Oslo, 20. Mai 2025. Auf der zu Norwegen gehörenden Vulkaninsel Man Mayen soll eine Verteidigungsbasis der norwegischen Streitkräfte aufgebaut werden, zu der ein neues Stationsgebäude, neue Garagen, neue Bootshäuser und neue Notunterkünfte gehören. Der Großteil der für die Erneuerung der Inselgemeinschaft benötigten Güter muss per Boot transportiert und ausgeladen werden – und zwar in einem Gebiet mit arktischem Klima. Mit dem Bau ist eine umfangreiche Logistikmaßnahme verbunden, teilen die Streitkräfte mit. Das erste Boot Trøndelag, beladen mit Baumaterial, verließ am vergangenen Wochenende den Hafen in Richtung der Insel weit im Norden.
„Jan Mayen ist für Norwegen und unsere Fähigkeit zur Überwachung und Lageerfassung im hohen Norden von strategischer Bedeutung. Eine weiterhin breite zivile und militärische Präsenz und Aktivität Norwegens auf Jan Mayen ist wichtig, um die norwegische Souveränität zu unterstreichen und norwegische Interessen auf Jan Mayen durchzusetzen. Neue Gebäude sind eine bedeutende Verbesserung, die gute und sichere Arbeitsbedingungen für das auf Jan Mayen stationierte Personal schaffen werden“, sagt Staatssekretärin Marte Gerhardsen im Verteidigungsministerium.
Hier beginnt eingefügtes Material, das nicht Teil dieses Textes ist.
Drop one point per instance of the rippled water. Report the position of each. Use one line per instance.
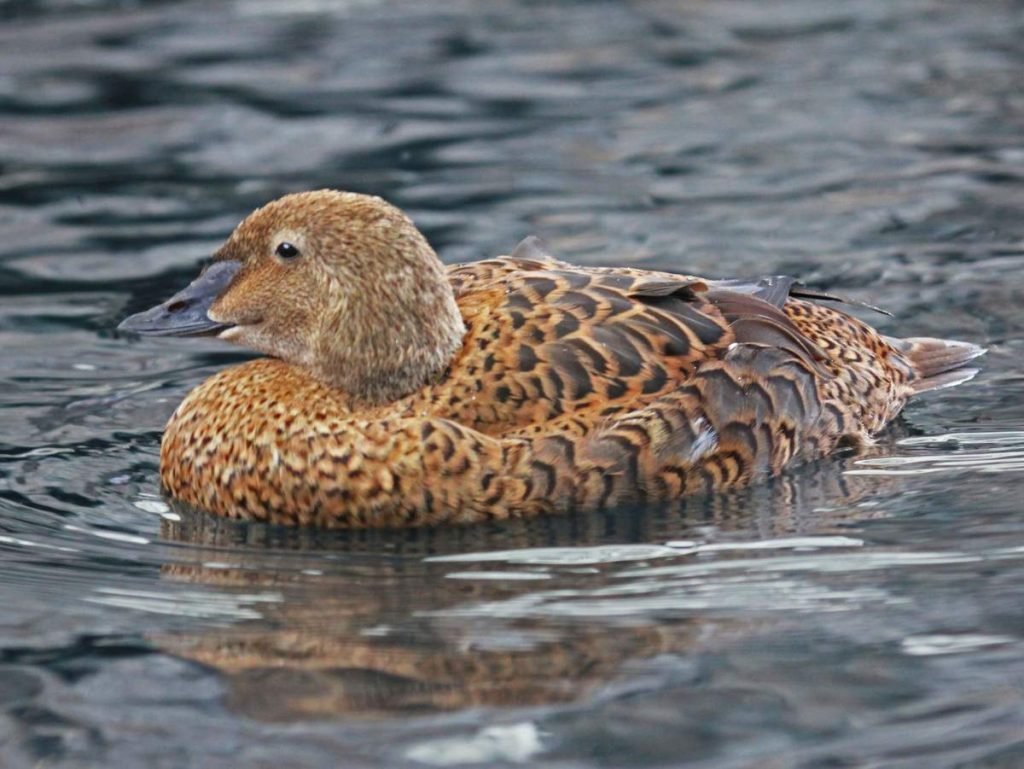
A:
(865, 611)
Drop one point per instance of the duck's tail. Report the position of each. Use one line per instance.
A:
(937, 362)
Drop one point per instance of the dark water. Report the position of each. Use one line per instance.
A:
(862, 612)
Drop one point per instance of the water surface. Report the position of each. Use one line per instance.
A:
(862, 611)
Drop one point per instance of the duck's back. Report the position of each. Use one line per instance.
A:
(573, 388)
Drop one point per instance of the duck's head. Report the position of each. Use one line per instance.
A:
(341, 284)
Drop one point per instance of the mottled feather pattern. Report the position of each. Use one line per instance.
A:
(572, 389)
(401, 392)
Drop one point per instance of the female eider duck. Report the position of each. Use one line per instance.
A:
(401, 392)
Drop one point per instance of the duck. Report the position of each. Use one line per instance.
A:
(397, 391)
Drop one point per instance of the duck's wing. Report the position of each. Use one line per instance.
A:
(552, 346)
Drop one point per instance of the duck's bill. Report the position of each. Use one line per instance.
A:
(184, 314)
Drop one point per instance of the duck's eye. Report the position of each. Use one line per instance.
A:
(287, 251)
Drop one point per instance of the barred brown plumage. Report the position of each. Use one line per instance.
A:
(400, 392)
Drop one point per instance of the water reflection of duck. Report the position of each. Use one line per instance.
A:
(371, 623)
(401, 392)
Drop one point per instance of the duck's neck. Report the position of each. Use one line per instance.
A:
(394, 338)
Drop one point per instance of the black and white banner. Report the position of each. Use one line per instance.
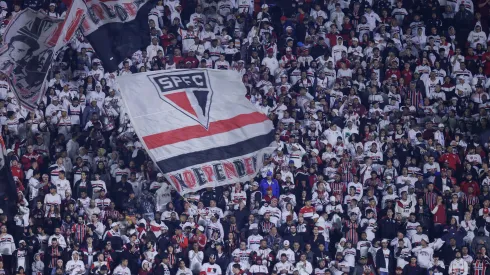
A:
(32, 40)
(117, 29)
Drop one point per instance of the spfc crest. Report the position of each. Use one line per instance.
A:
(187, 91)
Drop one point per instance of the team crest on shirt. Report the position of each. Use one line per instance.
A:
(188, 91)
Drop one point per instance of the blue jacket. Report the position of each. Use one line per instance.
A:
(275, 187)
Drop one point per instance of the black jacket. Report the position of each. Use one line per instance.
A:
(381, 263)
(389, 228)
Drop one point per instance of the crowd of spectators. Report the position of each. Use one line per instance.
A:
(382, 160)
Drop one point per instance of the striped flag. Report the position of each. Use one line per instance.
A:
(198, 126)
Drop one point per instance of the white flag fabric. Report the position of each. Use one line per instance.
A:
(198, 126)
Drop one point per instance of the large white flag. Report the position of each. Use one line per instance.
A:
(198, 126)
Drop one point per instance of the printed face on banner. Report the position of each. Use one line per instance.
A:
(32, 41)
(26, 58)
(188, 92)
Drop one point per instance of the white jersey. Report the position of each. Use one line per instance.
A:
(7, 244)
(120, 270)
(258, 269)
(424, 256)
(244, 255)
(253, 242)
(211, 269)
(458, 267)
(289, 254)
(284, 266)
(75, 267)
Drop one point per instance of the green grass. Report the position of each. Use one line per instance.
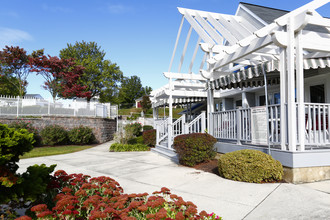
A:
(48, 151)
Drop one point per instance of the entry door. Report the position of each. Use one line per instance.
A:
(317, 94)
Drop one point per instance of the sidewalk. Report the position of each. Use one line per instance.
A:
(140, 172)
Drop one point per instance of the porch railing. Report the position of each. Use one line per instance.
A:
(162, 131)
(197, 125)
(317, 123)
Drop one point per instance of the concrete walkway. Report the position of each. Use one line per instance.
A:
(147, 172)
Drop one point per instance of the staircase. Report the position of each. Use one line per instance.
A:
(163, 136)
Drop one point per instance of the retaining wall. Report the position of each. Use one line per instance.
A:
(103, 128)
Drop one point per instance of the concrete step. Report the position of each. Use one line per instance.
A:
(163, 151)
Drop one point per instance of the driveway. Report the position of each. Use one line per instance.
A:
(140, 172)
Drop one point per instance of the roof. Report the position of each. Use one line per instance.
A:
(268, 15)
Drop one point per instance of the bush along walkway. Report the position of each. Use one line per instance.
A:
(140, 172)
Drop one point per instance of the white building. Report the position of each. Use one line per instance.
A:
(266, 80)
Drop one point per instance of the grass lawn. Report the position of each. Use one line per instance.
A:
(48, 151)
Zunächst wird eine neue Notunterkunft errichtet, die dann während der Bauzeit zur Unterbringung der Arbeiter dient.
„Für den Baubeginn auf der Insel werden mehrere Schiffe eingesetzt“, erklärt Projektmanager Kåre Nordsjø von Forsvarsbygg. „Da es auf Jan Mayen keinen Pier gibt, wird ein separater Lastkahn verwendet. Dieser wird mit einem Draht eingezogen und mit Schleppern wieder herausgezogen. Die Idee besteht darin, das Binnenschiff ins Landesinnere zu bringen und dann Material vom Frachter, der einen Pendelverkehr zum Festland betreibt, über das Binnenschiff an Land zu laden. Darüber hinaus sollen separate Boote mit Kies und Zuschlagstoffen bereitgestellt werden, die für die Bauarbeiten benötigt werden. Wir sind besorgt über Wetter, Wind und Wellenhöhe, die unsere Entladefähigkeit beeinträchtigen könnten. Wir haben ein enges Zeitfenster.“

Die Verteidigungsanlage wird in einer Vulkanlandschaft gebaut. Die Insel hat einen aktiven Vulkan. Die Gebäude auf Jan Mayen müssen schweren Erdbeben bis zu einer Stärke von 7 standhalten.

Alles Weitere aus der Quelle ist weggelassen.